José Daniel Ferrer García is the leader of Cuba’s unofficial political opposition group, Unión Patriótica de Cuba – UNPACU, or “Patriotic Union of Cuba”, and one of the most critical political voices in the state.

According to his wife, on the morning of 1 October, law enforcement officials detained Ferrer García in his house in Santiago de Cuba. The reason for his arrest is still unknown.  

Furthermore, according to his wife, authorities did not provide Ferrer García with access to his family or a phone call until 72 hours after his detention. People held in custody are entitled to notify a third person that they have been arrested or detained and where they are held. Detention without access to the outside world – incommunicado detention – facilitates torture or other ill-treatment and enforced disappearance.

Currently, Ferrer García is held in detention in Santiago de Cuba. According to his wife, his health is delicate, however, authorities have denied him medical assistance and prevented him from receiving medication from his family.

Cuban authorities have imprisoned, harassed and intimidated Ferrer García for more than a decade due to his political activism. Amnesty International previously declared Ferrer García a prisoner of conscience, along with 74 others, who were imprisoned in 2003 solely for the peaceful expression of their opinions.

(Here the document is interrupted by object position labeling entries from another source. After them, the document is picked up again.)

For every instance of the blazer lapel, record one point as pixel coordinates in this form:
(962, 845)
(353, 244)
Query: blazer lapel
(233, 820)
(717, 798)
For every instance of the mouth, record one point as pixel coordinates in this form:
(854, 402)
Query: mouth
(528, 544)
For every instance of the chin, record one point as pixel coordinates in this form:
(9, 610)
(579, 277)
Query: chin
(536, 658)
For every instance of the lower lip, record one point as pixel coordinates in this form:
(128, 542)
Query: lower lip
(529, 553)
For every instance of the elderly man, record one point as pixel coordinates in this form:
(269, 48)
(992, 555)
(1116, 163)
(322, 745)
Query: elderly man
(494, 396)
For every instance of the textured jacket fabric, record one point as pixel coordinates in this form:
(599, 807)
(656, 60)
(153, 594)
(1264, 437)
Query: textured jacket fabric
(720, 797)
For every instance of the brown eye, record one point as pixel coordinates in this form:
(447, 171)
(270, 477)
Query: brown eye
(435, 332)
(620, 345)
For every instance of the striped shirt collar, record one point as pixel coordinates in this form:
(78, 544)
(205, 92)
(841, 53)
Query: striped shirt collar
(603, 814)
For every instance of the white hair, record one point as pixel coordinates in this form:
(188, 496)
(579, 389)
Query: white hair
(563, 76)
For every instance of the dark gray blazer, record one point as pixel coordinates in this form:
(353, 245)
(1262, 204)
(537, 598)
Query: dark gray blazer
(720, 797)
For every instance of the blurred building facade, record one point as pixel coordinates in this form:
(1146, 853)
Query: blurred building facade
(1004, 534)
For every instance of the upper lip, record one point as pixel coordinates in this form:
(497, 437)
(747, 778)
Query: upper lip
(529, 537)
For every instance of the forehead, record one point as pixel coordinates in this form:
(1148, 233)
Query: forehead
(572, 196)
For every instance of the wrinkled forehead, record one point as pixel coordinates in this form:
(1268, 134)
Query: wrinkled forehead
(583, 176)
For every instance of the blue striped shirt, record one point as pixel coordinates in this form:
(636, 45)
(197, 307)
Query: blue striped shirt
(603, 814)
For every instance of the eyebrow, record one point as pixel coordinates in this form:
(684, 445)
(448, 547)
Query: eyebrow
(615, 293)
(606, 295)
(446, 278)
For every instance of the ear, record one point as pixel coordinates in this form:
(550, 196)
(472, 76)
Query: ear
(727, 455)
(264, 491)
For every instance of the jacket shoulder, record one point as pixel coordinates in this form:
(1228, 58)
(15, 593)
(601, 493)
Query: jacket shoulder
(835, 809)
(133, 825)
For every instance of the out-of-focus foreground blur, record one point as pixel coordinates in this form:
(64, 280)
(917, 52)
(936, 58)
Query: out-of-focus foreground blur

In 2018, Ferrer García was held incommunicado for 10 days.

Under international human rights standards, anyone who is arrested or detained must be informed of the reasons why they are being deprived of their liberty at the time of their arrest. International standards also require that individuals are brought before a judge promptly after arrest or detention.

However, based on the information available to Amnesty International, as of 7 October the authorities had not formally informed Ferrer García of the grounds for his detention nor had they brought him before a court. As such, his detention may be arbitrary.